Britain’s ‘obsession’ with wind farms will push up family electricity bills by more than £300 a year, a report said today.
The Government’s green energy plans for the next eight years are a £124 billion ‘blunder’ that will hit every UK household, a senior British economist has also said.
In a stark warning Professor Gordon Hughes, who has produced a study on how wind energy will hit energy costs, said that British consumers simply cannot afford to subsidise wind power.
By 2020 average electricity bills will be around 58 per cent higher – a £320 increase – just because of the flood of wind turbines planned for Britains’s coastlines, fields and seas, he said.
Completing the gloomy picture, Professor Hughes believes for all the huge investment in wind farms Britain’s greenhouse gas emissions may not even fall.
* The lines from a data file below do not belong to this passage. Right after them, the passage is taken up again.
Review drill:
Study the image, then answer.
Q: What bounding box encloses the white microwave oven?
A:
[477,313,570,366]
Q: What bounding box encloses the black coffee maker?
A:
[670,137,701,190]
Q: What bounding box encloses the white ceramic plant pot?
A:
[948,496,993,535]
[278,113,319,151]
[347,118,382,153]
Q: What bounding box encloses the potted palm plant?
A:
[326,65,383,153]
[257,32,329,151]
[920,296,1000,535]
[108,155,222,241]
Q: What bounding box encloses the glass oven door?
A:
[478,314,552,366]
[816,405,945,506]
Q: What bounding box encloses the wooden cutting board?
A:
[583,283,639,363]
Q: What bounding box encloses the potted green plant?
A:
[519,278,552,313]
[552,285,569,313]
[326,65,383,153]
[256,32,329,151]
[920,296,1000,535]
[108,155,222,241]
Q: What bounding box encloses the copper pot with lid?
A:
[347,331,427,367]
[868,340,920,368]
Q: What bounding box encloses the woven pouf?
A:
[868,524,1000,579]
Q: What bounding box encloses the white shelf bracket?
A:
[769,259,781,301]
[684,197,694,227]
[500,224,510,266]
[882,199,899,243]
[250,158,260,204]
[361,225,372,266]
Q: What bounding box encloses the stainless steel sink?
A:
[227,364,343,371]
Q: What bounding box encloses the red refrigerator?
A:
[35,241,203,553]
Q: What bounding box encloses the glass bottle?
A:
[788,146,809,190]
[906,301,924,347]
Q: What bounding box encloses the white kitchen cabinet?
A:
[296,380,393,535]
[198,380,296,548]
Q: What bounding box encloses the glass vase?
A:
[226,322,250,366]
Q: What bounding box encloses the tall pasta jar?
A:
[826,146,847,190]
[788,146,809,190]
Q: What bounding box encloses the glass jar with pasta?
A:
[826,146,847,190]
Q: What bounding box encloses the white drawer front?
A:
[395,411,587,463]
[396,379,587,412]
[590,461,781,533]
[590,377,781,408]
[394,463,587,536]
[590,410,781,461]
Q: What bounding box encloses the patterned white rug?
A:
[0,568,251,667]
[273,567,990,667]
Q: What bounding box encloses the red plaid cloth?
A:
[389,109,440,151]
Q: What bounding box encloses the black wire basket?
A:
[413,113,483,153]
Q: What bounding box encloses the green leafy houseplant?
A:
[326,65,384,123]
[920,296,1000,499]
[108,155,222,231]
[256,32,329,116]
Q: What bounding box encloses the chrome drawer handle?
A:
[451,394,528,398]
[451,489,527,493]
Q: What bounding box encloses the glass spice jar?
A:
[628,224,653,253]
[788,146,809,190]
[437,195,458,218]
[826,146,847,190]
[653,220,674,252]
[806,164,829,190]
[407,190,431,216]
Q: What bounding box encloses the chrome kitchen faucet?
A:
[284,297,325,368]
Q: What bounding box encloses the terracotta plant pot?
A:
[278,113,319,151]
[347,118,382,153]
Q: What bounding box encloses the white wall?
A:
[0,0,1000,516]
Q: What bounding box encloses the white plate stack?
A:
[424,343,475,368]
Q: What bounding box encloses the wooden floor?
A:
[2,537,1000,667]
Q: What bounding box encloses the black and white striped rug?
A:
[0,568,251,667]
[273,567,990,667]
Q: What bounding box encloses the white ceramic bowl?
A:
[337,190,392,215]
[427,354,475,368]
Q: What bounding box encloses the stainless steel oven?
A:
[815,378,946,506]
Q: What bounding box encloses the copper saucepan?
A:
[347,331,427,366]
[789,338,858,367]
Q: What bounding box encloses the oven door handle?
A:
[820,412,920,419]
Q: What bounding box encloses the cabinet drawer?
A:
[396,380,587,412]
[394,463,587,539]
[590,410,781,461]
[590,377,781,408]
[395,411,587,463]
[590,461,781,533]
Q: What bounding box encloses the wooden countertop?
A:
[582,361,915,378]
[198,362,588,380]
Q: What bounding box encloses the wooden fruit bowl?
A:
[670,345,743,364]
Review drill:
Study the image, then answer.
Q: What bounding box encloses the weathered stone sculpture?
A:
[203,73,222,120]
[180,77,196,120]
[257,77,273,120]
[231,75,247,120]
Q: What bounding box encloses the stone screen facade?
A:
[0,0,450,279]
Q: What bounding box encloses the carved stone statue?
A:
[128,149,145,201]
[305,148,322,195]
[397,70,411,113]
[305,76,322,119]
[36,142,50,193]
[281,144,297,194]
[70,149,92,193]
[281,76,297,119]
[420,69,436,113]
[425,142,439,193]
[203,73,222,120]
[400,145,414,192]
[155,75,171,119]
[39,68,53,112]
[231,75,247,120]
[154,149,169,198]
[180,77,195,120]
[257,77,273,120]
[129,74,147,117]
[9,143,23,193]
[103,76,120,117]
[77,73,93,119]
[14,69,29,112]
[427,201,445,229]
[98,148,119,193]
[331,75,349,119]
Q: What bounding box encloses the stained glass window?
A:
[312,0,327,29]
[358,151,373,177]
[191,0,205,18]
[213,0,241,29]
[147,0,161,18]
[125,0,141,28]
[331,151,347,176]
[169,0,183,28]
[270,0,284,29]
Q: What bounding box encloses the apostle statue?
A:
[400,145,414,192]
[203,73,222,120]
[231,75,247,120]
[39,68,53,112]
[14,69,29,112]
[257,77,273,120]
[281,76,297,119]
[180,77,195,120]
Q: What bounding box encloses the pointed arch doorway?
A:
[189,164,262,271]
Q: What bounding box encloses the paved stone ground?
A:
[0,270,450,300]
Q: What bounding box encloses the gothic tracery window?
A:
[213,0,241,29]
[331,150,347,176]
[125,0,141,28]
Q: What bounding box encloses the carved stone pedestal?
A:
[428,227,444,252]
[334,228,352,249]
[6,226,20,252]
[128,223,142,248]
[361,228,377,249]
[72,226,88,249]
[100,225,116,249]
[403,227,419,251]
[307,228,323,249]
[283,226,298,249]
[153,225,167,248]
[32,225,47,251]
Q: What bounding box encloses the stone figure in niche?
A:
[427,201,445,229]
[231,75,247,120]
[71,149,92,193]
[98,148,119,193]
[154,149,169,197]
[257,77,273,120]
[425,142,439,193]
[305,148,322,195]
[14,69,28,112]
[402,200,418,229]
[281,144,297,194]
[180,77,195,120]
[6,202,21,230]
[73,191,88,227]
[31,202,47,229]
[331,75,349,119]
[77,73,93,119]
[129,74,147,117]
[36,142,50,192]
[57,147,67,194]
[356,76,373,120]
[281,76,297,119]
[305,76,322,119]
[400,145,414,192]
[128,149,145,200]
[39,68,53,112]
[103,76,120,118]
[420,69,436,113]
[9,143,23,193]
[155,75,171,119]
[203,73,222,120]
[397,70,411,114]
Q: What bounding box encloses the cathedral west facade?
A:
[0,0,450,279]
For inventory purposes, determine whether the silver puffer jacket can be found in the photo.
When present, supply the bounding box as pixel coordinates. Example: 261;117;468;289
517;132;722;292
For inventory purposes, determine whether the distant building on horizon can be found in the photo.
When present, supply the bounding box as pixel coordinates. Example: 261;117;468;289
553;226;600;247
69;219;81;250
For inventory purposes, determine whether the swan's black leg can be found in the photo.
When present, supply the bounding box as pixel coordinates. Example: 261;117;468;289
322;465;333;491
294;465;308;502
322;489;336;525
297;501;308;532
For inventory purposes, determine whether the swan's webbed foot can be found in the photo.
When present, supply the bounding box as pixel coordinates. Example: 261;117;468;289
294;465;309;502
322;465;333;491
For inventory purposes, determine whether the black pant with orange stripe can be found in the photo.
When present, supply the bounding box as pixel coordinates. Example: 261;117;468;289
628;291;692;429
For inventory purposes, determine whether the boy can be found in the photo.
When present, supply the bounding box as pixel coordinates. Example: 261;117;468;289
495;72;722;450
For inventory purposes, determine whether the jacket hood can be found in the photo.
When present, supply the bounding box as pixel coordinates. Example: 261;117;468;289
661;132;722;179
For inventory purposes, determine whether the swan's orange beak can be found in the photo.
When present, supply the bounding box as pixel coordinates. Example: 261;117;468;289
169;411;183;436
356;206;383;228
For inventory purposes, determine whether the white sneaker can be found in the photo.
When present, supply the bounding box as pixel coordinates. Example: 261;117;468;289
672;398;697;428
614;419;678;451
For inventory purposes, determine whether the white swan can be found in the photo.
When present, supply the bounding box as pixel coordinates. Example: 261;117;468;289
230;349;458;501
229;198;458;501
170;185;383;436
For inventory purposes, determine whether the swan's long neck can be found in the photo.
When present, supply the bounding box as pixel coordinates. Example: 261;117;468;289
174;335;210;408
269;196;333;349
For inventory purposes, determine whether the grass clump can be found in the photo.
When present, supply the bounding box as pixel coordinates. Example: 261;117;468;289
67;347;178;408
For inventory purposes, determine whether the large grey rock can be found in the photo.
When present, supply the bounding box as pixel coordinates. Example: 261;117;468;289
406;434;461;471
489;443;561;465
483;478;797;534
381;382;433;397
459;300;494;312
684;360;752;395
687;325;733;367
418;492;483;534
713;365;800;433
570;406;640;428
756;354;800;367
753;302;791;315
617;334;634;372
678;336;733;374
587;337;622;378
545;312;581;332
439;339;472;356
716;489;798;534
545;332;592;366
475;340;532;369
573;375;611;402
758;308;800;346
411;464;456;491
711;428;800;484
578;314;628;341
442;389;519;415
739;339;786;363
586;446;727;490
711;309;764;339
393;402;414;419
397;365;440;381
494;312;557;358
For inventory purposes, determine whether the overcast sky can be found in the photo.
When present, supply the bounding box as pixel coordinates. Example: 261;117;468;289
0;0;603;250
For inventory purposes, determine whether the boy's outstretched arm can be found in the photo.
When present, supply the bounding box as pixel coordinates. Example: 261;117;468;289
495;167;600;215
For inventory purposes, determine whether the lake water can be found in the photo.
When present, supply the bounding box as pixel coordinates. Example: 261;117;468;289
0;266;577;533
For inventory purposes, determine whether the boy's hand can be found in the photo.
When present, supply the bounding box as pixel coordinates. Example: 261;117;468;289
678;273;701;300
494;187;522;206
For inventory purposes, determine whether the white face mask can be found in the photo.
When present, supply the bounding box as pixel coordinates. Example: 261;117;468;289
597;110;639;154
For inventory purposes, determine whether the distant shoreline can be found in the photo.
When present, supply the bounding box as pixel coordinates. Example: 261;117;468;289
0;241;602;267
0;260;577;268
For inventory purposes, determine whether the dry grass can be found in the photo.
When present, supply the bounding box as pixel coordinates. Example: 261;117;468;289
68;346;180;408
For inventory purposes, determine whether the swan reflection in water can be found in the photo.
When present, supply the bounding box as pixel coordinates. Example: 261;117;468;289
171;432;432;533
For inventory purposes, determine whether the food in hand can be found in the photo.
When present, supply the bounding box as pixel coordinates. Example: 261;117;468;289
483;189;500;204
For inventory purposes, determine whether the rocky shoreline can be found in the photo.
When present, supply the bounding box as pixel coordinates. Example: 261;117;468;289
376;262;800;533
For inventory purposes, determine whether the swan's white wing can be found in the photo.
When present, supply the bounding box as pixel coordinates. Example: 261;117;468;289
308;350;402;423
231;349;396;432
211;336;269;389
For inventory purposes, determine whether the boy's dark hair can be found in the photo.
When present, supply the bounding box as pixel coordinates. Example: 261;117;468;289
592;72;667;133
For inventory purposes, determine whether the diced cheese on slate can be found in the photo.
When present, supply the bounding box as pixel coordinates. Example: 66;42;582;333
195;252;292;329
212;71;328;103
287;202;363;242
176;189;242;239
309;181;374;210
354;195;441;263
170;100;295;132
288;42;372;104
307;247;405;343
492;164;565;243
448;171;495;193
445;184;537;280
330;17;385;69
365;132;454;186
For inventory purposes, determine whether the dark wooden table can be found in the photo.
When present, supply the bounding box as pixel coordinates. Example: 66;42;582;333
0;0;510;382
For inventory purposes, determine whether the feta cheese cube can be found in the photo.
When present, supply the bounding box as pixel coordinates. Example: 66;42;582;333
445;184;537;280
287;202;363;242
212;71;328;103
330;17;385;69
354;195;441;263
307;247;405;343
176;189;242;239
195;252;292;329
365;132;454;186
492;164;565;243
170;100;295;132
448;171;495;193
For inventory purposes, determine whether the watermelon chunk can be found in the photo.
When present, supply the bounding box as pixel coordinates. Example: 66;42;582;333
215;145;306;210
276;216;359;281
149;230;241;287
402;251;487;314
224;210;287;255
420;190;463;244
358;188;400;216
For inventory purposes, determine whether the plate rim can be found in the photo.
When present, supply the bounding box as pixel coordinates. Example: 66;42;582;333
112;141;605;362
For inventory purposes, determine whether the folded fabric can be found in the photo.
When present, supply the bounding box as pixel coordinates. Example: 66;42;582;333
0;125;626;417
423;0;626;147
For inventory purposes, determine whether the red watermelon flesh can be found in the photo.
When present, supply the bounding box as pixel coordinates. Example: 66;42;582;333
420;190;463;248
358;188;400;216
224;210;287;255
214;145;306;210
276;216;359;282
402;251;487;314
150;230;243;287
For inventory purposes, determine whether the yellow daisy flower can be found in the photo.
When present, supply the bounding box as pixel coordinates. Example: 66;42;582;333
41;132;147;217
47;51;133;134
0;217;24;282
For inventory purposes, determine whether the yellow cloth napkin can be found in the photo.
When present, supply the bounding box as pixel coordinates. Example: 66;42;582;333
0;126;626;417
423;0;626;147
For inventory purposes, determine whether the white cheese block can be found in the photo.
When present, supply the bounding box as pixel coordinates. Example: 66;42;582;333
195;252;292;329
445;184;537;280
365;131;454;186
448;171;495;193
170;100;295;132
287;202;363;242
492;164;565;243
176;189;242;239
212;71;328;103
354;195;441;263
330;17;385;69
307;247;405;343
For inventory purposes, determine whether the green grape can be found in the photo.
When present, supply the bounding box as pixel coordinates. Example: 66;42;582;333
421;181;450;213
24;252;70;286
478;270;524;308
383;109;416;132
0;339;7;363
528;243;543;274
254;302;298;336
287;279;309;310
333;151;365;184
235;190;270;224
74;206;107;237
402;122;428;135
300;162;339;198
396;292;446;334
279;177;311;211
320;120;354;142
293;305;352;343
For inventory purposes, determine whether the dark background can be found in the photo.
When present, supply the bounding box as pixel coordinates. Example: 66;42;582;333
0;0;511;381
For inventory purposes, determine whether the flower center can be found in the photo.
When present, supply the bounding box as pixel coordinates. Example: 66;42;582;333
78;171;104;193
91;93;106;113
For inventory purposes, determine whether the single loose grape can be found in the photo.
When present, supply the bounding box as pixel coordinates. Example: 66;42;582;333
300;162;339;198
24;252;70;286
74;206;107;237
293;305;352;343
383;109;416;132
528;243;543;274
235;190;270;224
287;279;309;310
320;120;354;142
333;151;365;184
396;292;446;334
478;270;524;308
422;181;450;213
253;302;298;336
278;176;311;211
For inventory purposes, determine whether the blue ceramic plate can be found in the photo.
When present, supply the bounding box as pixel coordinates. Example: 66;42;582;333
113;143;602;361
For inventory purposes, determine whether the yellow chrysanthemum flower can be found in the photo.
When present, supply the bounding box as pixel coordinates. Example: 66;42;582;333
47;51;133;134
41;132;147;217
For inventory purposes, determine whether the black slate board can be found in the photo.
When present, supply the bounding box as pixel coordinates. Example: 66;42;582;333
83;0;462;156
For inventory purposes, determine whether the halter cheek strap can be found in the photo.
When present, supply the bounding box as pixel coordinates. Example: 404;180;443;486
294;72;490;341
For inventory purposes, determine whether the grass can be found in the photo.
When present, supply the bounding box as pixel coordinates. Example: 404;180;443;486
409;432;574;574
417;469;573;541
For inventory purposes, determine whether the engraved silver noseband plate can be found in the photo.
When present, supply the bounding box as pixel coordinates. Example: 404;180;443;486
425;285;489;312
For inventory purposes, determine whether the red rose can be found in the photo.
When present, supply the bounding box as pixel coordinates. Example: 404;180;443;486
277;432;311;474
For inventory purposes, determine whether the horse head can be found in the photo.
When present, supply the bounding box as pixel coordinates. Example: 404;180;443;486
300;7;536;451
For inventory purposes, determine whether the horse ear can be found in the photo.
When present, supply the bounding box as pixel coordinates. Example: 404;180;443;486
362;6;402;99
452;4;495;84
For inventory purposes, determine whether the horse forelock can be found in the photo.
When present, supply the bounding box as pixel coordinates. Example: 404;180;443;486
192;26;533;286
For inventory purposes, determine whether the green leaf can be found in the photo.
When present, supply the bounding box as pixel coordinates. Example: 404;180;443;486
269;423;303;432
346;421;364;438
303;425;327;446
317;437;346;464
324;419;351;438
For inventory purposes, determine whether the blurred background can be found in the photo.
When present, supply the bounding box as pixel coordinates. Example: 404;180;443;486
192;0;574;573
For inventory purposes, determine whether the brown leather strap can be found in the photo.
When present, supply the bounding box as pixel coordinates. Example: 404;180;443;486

Wind energy provides almost 2 per cent of global electricity worldwide, a figure expected to approach 10 per cent by 2020, costing Britain an estimated £124 billion.
‘The key problems with current policies for wind power are simple,’ he said.
They require a huge commitment of investment to a technology that is not very green, in the sense of saving a lot of CO2, but which is certainly very expensive and inflexible.
‘Unless the current Government scales back its commitment to wind power very substantially, its policy will be worse than a mistake, it will be a blunder.
‘The average household electricity bill would increase from £528 per year at 2010 prices to a range from £730 to £840 in 2020.’
The report has been published by former Chancellor Lord Lawson’s Global Warming Policy Foundation.
Their study has been handed to the House of Commons Energy and Climate Change study for the Economics of Wind Power Committee.
Meanwhile, Professor Ian Fells, who is Professor of Energy Conversion at Newcastle University and an advisor the Commons and Lords, also said that windfarms are too costly.
Instead he claims that combined gas cycle plants could produce the same amount of green energy for £13billion – nearly 10 times cheaper than wind power.
‘Wind energy is the most expensive way of generating renewable electricity,’ he said.
‘It will also cost jobs. We are already seeing some industrial firms packing up and moving abroad. The increasing price of energy is going to be the next big political problem.’
However, the Government was keen today to defend its green energy policies.
‘Wind power is a homegrown, secure and sustainable source of energy with an important role as part of a balanced energy mix,’ a spokesman said.
‘Over-reliance on any one technology could have serious consequences for consumer bills. That’s why we want to see a diverse energy mix with renewables, nuclear, clean coal and gas all playing a part.’